Product Backlog: the Magic happens here

Das Product Backlog ist eine sortierte Liste der Produktanforderungen. Es ist lebendig, niemals vollständig und stellt die Produktidee des Product Owners dar. Oder noch besser: dessen Vision. Aber wie lässt sich eine gute Produktvision finden? Und wie kann daraus ein Backlog abgeleitet werden, dass im Einklang mit dieser Vision steht? Auf diese Fragen gibt der Scrum Guide – der Leitfaden für eines der bekanntesten Vorgehensmodelle der agilen Softwareentwicklung – keine Antworten. Im Folgenden werden acht Schritte vorgestellt, die den Weg von der Produktidee hin zum Backlog beschreiben (siehe Abbildung 1).

Abb. 1: In acht Schritten von der Vision zum Backlog

Um die notwendige Detailtiefe und gute Ergebnisse zu erreichen, empfiehlt es sich, die Schritte in mindestens zwei Workshoptagen zu durchlaufen. Kasten 1 stellt das zur Erklärung der Schritte verwendete Beispiel vor.

Kasten 1: Fiktives Beispiel Freigabe-App

Der erste Ansatz ist oft, das eventuell vorhandene Lastenheft in User-Storys umzuformulieren. Viele Entwicklerteams tun sich aber schwer damit, die Rolle und den Nutzen einer User-Story richtig zu beschreiben. Das Backlog stellt dann vornehmlich eine Liste aller vom Auftraggeber und den Projektbeteiligten gewünschten Funktionen dar. Stattdessen sollte ein Produkt entwickelt werden, das den Nutzern einen echten Mehrwert bietet. Also ist es besser, auch genau dort anzufangen: bei den Nutzern.

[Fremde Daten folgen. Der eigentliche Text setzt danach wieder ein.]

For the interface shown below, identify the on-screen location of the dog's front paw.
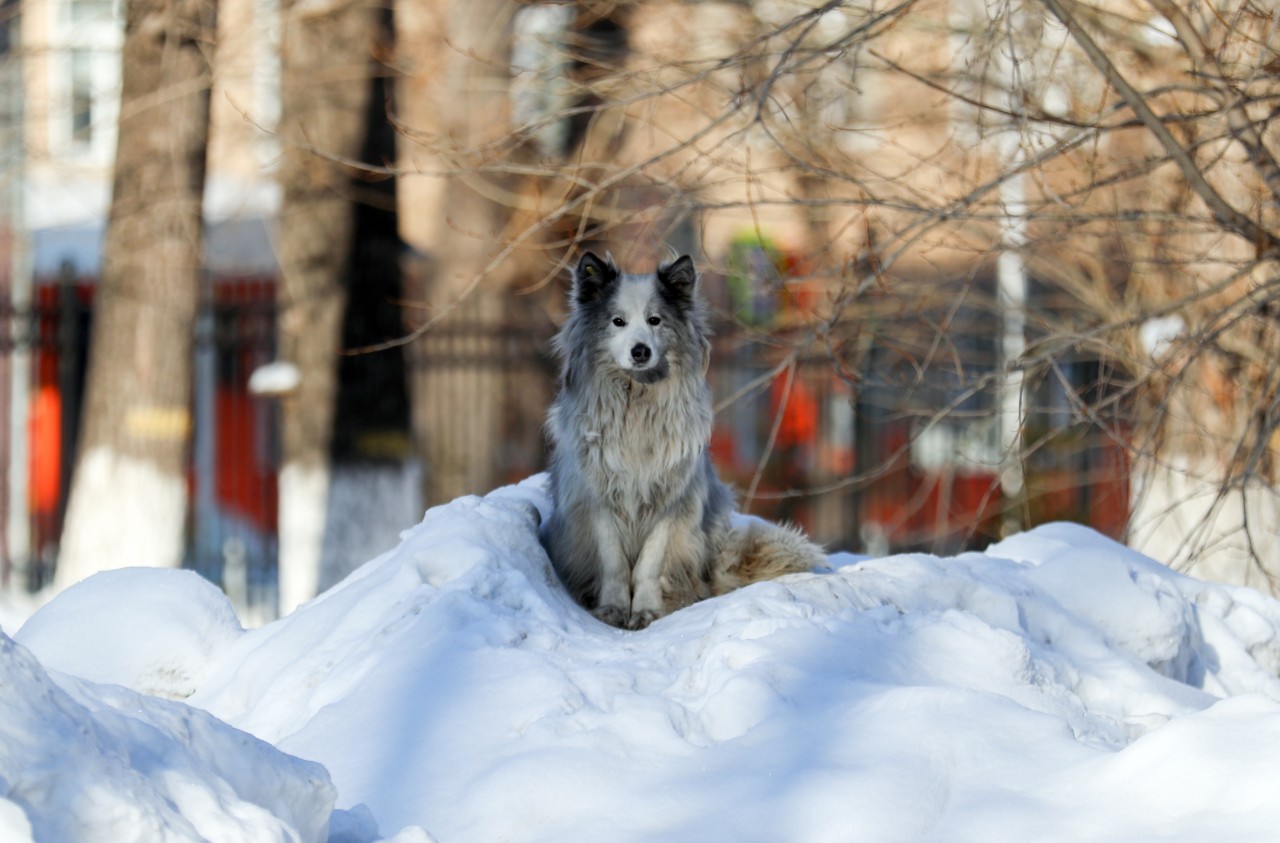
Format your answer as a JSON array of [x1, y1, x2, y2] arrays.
[[626, 609, 660, 630], [592, 604, 629, 628]]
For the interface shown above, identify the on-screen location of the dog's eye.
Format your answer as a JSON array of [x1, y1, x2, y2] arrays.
[[647, 316, 661, 326], [611, 317, 626, 327]]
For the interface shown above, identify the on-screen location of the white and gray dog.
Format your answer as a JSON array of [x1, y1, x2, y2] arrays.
[[543, 251, 824, 629]]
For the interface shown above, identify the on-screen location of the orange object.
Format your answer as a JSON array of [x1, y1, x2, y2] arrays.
[[29, 385, 61, 514], [771, 377, 818, 447]]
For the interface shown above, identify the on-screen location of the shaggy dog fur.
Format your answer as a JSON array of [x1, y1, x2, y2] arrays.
[[543, 251, 824, 629]]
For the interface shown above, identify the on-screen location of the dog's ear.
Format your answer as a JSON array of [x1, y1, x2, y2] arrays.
[[658, 255, 697, 305], [573, 251, 618, 305]]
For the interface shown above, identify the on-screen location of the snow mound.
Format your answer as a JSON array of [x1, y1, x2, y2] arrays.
[[6, 476, 1280, 841], [172, 476, 1280, 842], [16, 567, 244, 700], [0, 631, 335, 843], [0, 588, 38, 637]]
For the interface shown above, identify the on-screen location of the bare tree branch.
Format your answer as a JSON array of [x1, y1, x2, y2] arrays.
[[1038, 0, 1280, 258], [1146, 0, 1280, 206]]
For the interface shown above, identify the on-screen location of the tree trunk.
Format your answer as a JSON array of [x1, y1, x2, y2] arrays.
[[399, 0, 519, 507], [55, 0, 216, 589], [275, 0, 377, 614]]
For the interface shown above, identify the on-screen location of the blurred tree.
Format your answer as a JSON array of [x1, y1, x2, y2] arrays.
[[396, 0, 522, 507], [274, 0, 382, 614], [55, 0, 217, 588], [1031, 0, 1280, 587], [396, 0, 632, 505], [389, 0, 1280, 591]]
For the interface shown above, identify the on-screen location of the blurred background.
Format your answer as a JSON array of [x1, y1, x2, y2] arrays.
[[0, 0, 1278, 622]]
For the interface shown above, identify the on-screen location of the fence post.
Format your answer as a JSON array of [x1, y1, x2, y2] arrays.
[[191, 276, 217, 583], [55, 260, 82, 544]]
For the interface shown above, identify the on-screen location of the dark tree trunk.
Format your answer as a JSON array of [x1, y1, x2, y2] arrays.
[[401, 0, 520, 507], [274, 0, 378, 614]]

1. Schritt: Den Nutzer in den Mittelpunkt stellen

Ich kam, wurde ignoriert und ging. So sieht die Perspektive des Nutzers in vielen Softwareentwicklungsprojekten aus. Oft stehen nämlich die Interessen der Entwickler sowie weiterer Stakeholder im Vordergrund und dem eigentlichen Nutzer des Produkts wird nicht ausreichend Aufmerksamkeit geschenkt. Um dieses Problem zu lösen, sollte die Nutzerperspektive an den Anfang der Produktentwicklung gestellt werden. Zu Projektbeginn wird gezielt danach gefragt, wer der Nutzer ist und was ihn bewegt. Der Nutzer wird also greifbar gemacht. Als Einstieg in die Welt des Nutzers eignen sich Nutzer-Segmente (Customer Segments, [Bla19]). Der Product Owner, die Entwickler und gegebenenfalls weitere am Projekt beteiligte Stakeholder sammeln in diesem Schritt:

  • Pains: Was den Nutzer stört.
  • Gains: Was sein Leben vereinfacht.
  • Customer Jobs: Seine eigentlichen Aufgaben.

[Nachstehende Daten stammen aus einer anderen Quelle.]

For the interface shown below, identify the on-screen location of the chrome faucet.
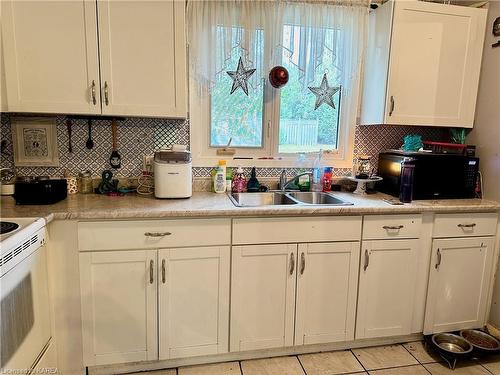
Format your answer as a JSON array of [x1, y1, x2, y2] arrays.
[[279, 169, 312, 191]]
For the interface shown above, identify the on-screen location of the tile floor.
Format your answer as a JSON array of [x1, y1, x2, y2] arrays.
[[127, 342, 500, 375]]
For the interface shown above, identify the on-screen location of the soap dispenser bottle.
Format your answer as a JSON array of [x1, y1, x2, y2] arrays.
[[214, 166, 226, 193], [312, 149, 324, 192], [246, 167, 260, 192], [232, 167, 247, 193]]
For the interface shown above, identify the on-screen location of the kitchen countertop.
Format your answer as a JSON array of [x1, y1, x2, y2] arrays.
[[1, 192, 499, 223]]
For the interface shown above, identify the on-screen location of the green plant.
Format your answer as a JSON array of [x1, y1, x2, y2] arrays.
[[450, 128, 467, 144]]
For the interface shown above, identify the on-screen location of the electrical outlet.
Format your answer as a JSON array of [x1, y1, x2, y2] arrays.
[[143, 155, 154, 172]]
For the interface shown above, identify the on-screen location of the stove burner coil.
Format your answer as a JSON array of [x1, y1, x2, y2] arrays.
[[0, 221, 20, 235]]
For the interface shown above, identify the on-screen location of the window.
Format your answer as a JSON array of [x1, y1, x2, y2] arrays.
[[188, 0, 367, 167], [278, 25, 342, 154], [210, 28, 264, 148]]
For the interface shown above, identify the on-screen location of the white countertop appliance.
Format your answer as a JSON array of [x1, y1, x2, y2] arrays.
[[154, 150, 192, 198], [0, 217, 51, 371]]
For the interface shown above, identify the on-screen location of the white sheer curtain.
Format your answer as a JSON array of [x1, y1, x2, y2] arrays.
[[187, 0, 369, 94]]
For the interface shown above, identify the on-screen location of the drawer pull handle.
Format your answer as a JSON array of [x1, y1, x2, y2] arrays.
[[91, 80, 97, 105], [144, 232, 172, 237], [435, 249, 441, 269], [104, 81, 109, 106], [289, 252, 295, 275], [458, 223, 476, 228], [149, 260, 154, 284], [383, 225, 404, 230], [161, 259, 166, 284], [300, 252, 305, 275], [364, 250, 370, 271]]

Das Ergebnis ist ein erstes Bild des Nutzers. In unserem Praxisbeispiel wird schnell deutlich, dass mehrere Nutzergruppen zu betrachten sind. Zum einen gibt es die Freigeber, die meist im hohen Management angesiedelt sind und dementsprechend wenig Zeit zur Verfügung haben. Zum anderen gibt es die Antragsteller, die die Freigabe des Budgets möglichst schnell benötigen, um das Projekt zu initialisieren. Der Einfachheit halber werden folgend nur die Freigeber weiter betrachtet. Ein Auszug aus der Erstbetrachtung der Nutzersegmente sieht dann wie folgt aus:

  • Pains: Zu viel Papierkram; selten im Büro.
  • Gains: Anträge auch unterwegs bestätigen zu können.
  • Jobs: Anträge prüfen und ggf. freigeben.

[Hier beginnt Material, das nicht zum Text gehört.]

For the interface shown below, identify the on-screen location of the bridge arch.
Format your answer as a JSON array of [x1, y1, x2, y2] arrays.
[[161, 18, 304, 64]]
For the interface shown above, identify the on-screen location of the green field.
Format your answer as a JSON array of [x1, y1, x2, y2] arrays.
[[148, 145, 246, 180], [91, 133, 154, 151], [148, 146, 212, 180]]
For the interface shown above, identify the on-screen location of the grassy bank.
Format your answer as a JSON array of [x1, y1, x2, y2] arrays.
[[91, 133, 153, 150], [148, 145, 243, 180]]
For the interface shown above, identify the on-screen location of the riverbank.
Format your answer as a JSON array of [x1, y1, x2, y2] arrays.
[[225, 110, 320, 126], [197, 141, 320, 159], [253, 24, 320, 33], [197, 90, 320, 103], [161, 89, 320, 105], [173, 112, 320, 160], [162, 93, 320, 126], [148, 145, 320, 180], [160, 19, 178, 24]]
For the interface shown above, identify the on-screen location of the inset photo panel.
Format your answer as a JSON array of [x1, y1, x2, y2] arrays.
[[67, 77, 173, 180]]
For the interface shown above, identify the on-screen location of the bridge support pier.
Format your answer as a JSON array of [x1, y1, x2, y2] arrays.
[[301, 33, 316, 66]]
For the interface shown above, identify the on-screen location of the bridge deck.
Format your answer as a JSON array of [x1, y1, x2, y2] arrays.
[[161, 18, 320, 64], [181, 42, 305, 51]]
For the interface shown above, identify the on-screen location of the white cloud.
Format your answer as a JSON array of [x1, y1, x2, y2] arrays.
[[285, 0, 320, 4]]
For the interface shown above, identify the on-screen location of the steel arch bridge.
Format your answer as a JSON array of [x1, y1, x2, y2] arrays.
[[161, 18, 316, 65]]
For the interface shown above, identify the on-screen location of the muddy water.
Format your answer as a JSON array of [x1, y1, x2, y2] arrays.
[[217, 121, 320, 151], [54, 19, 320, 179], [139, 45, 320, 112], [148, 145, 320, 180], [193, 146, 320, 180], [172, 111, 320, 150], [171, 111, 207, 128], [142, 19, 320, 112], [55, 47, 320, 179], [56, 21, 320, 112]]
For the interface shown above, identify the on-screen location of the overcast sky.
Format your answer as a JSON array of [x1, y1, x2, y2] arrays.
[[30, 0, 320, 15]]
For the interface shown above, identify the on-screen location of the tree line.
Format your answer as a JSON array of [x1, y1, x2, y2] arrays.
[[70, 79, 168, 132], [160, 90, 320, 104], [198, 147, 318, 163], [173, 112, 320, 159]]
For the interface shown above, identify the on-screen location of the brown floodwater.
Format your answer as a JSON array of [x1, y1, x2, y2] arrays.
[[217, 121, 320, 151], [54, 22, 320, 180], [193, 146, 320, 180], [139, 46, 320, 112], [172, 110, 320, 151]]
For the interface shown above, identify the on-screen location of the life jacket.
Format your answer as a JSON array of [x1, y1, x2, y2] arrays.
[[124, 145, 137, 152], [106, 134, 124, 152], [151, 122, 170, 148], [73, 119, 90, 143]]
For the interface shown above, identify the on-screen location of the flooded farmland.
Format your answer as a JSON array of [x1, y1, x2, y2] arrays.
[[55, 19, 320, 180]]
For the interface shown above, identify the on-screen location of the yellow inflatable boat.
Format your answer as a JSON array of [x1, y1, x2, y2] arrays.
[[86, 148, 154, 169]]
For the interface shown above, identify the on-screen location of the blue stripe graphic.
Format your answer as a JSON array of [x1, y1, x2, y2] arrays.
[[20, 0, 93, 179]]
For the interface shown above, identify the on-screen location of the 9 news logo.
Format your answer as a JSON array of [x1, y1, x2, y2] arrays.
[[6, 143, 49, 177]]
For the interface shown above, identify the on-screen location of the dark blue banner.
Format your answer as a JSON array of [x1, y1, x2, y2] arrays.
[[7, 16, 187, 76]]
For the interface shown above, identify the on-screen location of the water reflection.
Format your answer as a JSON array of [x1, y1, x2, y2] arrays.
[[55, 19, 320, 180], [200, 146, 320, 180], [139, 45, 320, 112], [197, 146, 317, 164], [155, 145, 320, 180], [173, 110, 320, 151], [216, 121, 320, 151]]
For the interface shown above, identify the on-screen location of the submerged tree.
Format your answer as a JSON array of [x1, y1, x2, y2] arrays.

Darauf aufbauend kann die Nutzerperspektive über Personas verfeinert werden. Dafür werden die Nutzergruppen zunächst klassifiziert, zum Beispiel in „Old School“, „Normal“ oder „Digital Native“. Für jede Nutzergruppe wird nun der Steckbrief eines ihrer Repräsentanten erstellt – die Persona. Das gelingt am besten, indem ein Moderator das Projektteam dazu anregt, sich typische Nutzer vorzustellen, idealerweise anhand einer konkreten Person. So entsteht ein Bild in den Köpfen der Beteiligten, anhand dessen die Persona zum Beispiel mit Eigenschaften oder einem Motto befüllt werden kann. Aus den Nutzer-Segmenten und den verschiedenen Personas entsteht ein detailliertes Bild des Nutzers. Dieses Bild ist später bei der Erstellung von User-Storys und der Definition von Rollen von großem Nutzen. Für die beispielhafte Smartphone-App wird „Volker Vorstand“ als wichtige Persona identifiziert, der viel unterwegs ist und die meisten seiner Tätigkeiten daher auch mobil erledigen möchte. Er hat eine Affinität zu digitalen Produkten wie Smartphone-Apps und legt viel Wert auf deren einfache Handhabung.

Tipps für den 1. Schritt:

  • Mit dem Nutzer starten und so früh wie möglich echte Nutzer einbinden.
  • Nicht nur auf die Funktionalitäten des Produkts fokussieren.
  • Persona als Basis für die Rolle in den User-Storys verwenden.

2. Schritt: Mit der Wertepyramide die Mehrwerte des Produkts identifizieren

Obwohl nun eine Ahnung davon besteht, wer die Nutzer sind, bleibt weiterhin unbekannt, wieso sie ihr Geld für das zu entwickelnde Produkt ausgeben oder beispielsweise eine Smartphone-App installieren sollten. Die Antwort auf diese Frage liefert die Wertepyramide von [Alm16], die eine Brücke zwischen Nutzern und Anforderungen baut (siehe Kasten 2). Die Wertepyramide enthält 30 Werte, die universell auf Produkte anwendbar sind. In der Produktentwicklung kommt sie folgendermaßen zum Einsatz: Die 30 Werte werden auf DIN-A5-Karten ausgedruckt. Jede Karte zeigt einen Wert, die dazugehörige Beschreibung und ein Beispiel aus der Praxis. Aus diesen 30 Wertekarten wählt das Projektteam die vier Werte aus, die dem Nutzer den größten Mehrwert bieten. In der Diskussion über das Produkt, die Eigenschaften und die Werte der Nutzer wird viel implizites Wissen der einzelnen Teammitglieder aufgedeckt, was den Austausch ebenso wichtig macht wie das Ergebnis in Form der vier ausgewählten Werte. Die ermittelten Werte dienen der Entscheidungsfindung für die weitere Entwicklung des Produkts.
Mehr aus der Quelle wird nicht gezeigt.